While the journal can be safely skipped, the sixty pages of essays tacked on at the end are well worth reading. They all deal with modern post-Eliot and Pound poetry, what Dickey thinks is wrong with it, and where he thinks it should be going. Like everyone else, Dickey has the irrational longing for the unwritten and perhaps unwriteable poetry which would hold up a clear mirror to the way we live now. He does, however, offer some very rational suggestions on how this kind of poetry might be achieved. For one thing, he says, the poet must discard the language of Eliot, Pound, and Empson if he is going to get back to the absolute basics. Here I heartily concur. Eliot made the most wrong-headed and damaging statement in modern criticism when he said, "It appears likely that poets in our civilization, as it exists at present, must be difficult. Our civilization comprehends great variety and complexity, and this variety and complexity, playing upon a refined sensibility, must produce various and complex results." Eliot here is making a false analogy between traffic jams and dynamoes, and complications of diction, tone, syntax, and meaning in poetry. He is saying that obscurity and complexity are as necessary to the modern poet as blank verse was to Milton simply because they have certain ressemblances to the surface qualities of modern life. Yeat's late poetry is a good example of the implausibility of his contention. "The Second Coming" is no more obscure than a typical poet by Browning, but it can hardly be called anything but modern.

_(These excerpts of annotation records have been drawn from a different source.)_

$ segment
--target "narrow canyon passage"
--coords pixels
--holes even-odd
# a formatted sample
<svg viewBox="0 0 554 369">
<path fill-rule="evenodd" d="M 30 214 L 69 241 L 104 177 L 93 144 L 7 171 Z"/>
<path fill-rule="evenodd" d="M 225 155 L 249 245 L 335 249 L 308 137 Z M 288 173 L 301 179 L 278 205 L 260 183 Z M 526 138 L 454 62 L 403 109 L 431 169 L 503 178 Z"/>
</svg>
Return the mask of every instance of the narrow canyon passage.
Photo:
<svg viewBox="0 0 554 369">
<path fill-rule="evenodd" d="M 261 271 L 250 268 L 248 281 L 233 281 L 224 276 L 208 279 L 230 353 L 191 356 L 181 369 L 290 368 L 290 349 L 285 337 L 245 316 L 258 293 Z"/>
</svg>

ELIOT and his followers thus made the mistake of refining themselves clear out of our common sensibility. This was an across the board sweep affecting all the arts. Eliot and Pound, along with Robert Lowell and John Berryman, have as little to do with our basic experiences as I.M. Pei has to do with Route 66, Dickey holds up Theodore Roethke, the Michigan poet who celebrated the greenhouses and gardens of his early life with simple, crystalline language, as the kind of poet who can bring off the new poetic revolution against these oppressive forces. Roethke is a good start, but we need someone who can not only get back toward basic things and basic-sounding statements about them but who can also embrace the traffic jams, the dynamoes and the Hype Machine without knuckling under or evading their essences with crusty intellectual reactions. In the meantime, American poets would do well to follow Dickey's advice that they "begin wholly afresh. Go straight to the sun, the immense forces of the universe, to the Entity unknown; go higher than a god; deeper than a prayer; and open a new day."